Performance optimization starts with identifying key metrics, usually related to latency and throughput. The addition of monitoring to capture and track these metrics exposes weak points in the application. With metrics, optimization can be undertaken to improve performance metrics.
Additionally, many monitoring tools allow you to set up alerts on your metrics, so that you are notified when a certain threshold is met. For example, you might set up an alert to notify you when the percentage of failed requests is more than x% above normal levels. Monitoring tools will help you to identify what normal performance looks like and identify abnormal spikes in latency, error quantities, and other key metrics. The ability to monitor these metrics is especially important during business critical timeframes, or after new code has been pushed to production.
Identify latency metrics
Ensure that you keep your UI as responsive as you can, noting that users expect even higher standards from mobile applications. Latency should also be measured and tracked for backend services, particularly since it can lead to throughput issues if left unchecked.
Some suggested metrics to track include:
- Request duration
- Request duration at subsystem granularity (such as API calls)
- Job duration
Identify throughput metrics
Throughput is a measure of the total number of requests served over a given period of time. Throughput may be affected by latency of subsystems, so you might need to optimize for latency to improve throughput.
Some suggested metrics to track include:
- Queries per second
- Size of data transferred per second
- Number of I/O operations per second
- Resource utilization (CPU/memory usage, etc.)
- Size of processing backlog (pub/sub, number of threads, etc.)
Don't be mean
A common mistake in measuring performance is only looking at the mean (average) case. While this is useful, it doesn't provide insight into the distribution of latency. A better metric to track is the performance percentiles, for example select 50th/75th/90th/99th percentile for a metric.
Generally, optimizing can be done in two steps. First, optimize for 90th percentile latency. Then, consider the 99th percentile (also known as tail latency): the small portion of requests which take much longer to complete.

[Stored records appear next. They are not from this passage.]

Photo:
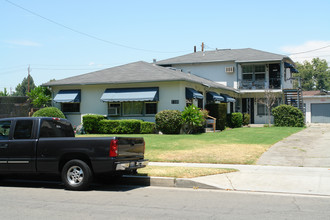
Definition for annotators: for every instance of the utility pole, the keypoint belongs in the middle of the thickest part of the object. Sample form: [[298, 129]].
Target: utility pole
[[29, 70]]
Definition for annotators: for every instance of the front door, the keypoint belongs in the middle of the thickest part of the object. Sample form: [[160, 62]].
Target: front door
[[4, 144], [274, 76]]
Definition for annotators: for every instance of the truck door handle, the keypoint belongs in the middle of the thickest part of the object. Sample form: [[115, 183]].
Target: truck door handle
[[3, 145]]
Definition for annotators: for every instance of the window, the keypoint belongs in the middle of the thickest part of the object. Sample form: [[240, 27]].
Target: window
[[56, 128], [247, 71], [23, 129], [70, 107], [151, 108], [114, 109], [133, 108], [262, 108], [4, 130]]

Server-side monitoring for detailed results
Server-side profiling is generally preferred for tracking metrics. The server side is usually much easier to instrument, allows access to more granular data, and is less subject to perturbation from connectivity issues.
Browser monitoring for end-to-end visibility
Browser profiling can provide additional insights into the end user experience. It can show which pages have slow requests, and you can then map these onto server-side monitoring to further investigate.
Google Analytics provides out-of-the-box monitoring for page load times in the page timings report. This provides several useful views for understanding the user experience on your site, in particular:
- Page load times
- Redirect load times
- Server response times
Monitoring in the cloud
There are many tools you can use to capture and monitor performance metrics for your application. For example, you can use Google Cloud Logging to log performance metrics to your Google Cloud Project, then set up dashboards in Google Cloud Monitoring to monitor and segment the logged metrics.
In the Logging guide, we share an example of logging to Google Cloud Logging from a custom interceptor in the Python client library. With that data available in Google Cloud, we can build metrics on top of the logged data to gain visibility into our application through Google Cloud Monitoring. Follow the guide for user-defined log-based metrics to build metrics using the logs sent to Google Cloud Logging.
Alternatively, you could use the Monitoring client libraries to define metrics in your code and send them directly to Monitoring, separate from the logs.
Log-based metrics example
As an example of log-based metrics, we can set up a custom metric in Google
Cloud Logging based on the logs sent in our Python
example.
Suppose we want to monitor the is_fault
value to better understand error rates
in our application. We can extract the is_fault
value from our logged data
into a new counter metric,
ErrorCount
.
In Cloud Logging, labels let you group your metrics into categories based on other data in the logs.
In this example, we configure a label for the method
field which is also sent
to Cloud Logging in our Python example. This allows us to look at how error
count breaks down by the Google Ads API method.
With the ErrorCount
metric and the Method
label configured, we can create a
new chart
in a Monitoring dashboard to monitor ErrorCount
, grouped by Method
.
Alerting
It is also possible in Cloud Monitoring and in other tools to configure alerting policies that specify when and how alerts should be triggered by your metrics. For instructions on setting up Cloud Monitoring alerts, follow the alerting guide.